The Black Bristol Scholarship has meant I don’t have to worry as much about money. I can focus on my studies and develop my practice and think about the impact I want to have. Black students are more likely to be economically marginalised, which can shut them out of master’s programmes. The Opportunity Bristol scholarship gives students the choice to pursue an advanced degree.  

I have just submitted my research proposal, which focuses on textiles and textile waste, specifically exploring the practice of sending waste to the Global South. I am interested in connecting sustainability on an international scale, particularly in West Africa. I’m focusing my research on Ghana and looking at how environmental issues connect with development issues. In this research, I am thinking more deeply about spatial fixes – the exporting of problems from one place to another. Textile waste in England, for example, can be seen as something that should be sent away to Ghana, rather than us dealing with our own overconsumption in the UK. 

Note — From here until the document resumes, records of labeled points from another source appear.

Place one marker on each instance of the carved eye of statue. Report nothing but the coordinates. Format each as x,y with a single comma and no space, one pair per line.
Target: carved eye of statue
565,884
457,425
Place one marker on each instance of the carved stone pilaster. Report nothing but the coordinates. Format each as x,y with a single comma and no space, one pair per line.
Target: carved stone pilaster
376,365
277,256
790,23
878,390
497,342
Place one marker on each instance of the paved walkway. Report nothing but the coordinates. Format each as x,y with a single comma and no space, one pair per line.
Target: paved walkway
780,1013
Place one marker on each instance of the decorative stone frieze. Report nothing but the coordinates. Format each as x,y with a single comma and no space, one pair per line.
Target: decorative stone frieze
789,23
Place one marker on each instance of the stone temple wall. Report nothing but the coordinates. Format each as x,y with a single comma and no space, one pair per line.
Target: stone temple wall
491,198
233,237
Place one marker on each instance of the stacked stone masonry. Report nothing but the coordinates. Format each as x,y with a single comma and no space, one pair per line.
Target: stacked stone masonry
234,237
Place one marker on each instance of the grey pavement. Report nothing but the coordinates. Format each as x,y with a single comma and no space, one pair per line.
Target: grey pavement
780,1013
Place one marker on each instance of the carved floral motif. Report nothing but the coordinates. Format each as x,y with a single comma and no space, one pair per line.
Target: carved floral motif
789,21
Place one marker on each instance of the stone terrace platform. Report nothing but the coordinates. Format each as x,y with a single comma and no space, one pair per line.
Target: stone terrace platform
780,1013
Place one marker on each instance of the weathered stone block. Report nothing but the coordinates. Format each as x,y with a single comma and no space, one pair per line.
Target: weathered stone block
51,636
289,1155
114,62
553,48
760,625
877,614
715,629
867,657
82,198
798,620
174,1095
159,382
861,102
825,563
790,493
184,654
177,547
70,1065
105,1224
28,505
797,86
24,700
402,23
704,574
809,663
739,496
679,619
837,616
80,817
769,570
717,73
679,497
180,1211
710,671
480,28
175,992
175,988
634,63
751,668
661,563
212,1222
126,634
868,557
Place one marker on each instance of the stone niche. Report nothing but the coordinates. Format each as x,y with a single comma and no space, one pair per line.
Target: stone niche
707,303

The scholarship programme also funds international research. I can apply for funding to travel and as my work is focused on Ghana, I am planning to go there in the summer for my dissertation. I am first generation Nigerian British, so for me and for other Black students who may be a few generations removed from their homelands, there are deep connections that exist outside of the UK. These international connections create an interesting position for a scholar in terms of producing research and allows an added subjectivity in your research and career. 

This course has really changed my world. It has introduced me to so many theories and research that is not readily available. It’s been curated in a way that encourages you to transform your thinking. After I finish my master’s, I plan to continue working in the sustainability sector, ideally in the circular economy, such as textile waste, or in policy and regulation. I want to work where there’s an opportunity to transform the current order.  

Thank you for enabling me to have this experience by supporting my scholarship. The goal of recruiting more Black students is important and I hope the Black Bristol Scholarship programme can continue and expand.